Judge Cleland denied three separate requests for a continuance. "While June 5th does present its problems, on balance and considering all the interests involved -- the defendant's right to a fair trial, the alleged victims' right [to] their day in court, the commonwealth's obligation to prosecute promptly, and the public's expectation that justice will be timely done -- no date will necessarily present a better alternative."
Superior Court judges Jack A. Panella, Sallie Updyke Mundy and William H. Platt found no constitutional error.
"The trial court's explanation denotes a careful consideration of the matter. The decision does not reflect a myopic insistence upon expeditiousness in the face of Sandusky's request; it was not an arbitrary denial," the judges wrote.
Even if there had been an error, the panel continued, it would have been harmless since at a post-sentence motion hearing, trial attorney Joseph Amendola said that even after reviewing all of the discovery and evidence following the verdict, he found not a single item that would have changed the course of how he prepared the case.
"As evidenced by counsel's own testimony, Sandusky suffered no prejudice from the trial court's denial of the continuance requests."

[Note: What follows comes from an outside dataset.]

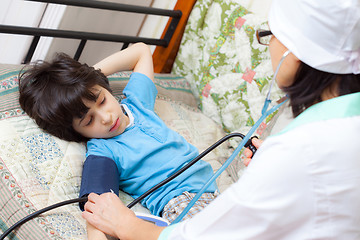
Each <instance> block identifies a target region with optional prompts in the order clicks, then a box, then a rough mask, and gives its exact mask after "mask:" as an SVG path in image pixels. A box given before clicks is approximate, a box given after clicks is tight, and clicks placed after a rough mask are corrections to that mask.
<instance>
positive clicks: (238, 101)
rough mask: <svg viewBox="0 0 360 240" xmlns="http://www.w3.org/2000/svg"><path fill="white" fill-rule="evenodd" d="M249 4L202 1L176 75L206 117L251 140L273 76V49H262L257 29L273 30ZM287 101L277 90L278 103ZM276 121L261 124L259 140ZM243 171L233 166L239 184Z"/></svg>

Other appellate issues raised by Sandusky included the jury instruction given by Judge Cleland related to character evidence and whether the court erred in failing to give the jury the "prompt complaint instruction" related to the length of time it takes for a victim to come forward. In this case, all but one victim waited for years before going to police. Delays ranged from two years to 16.
"The instruction permits a jury to call into question a complainant's credibility when he or she did not complain at the first available opportunity," the panel wrote. "However, there is no policy in our jurisprudence that the instruction be given in every case."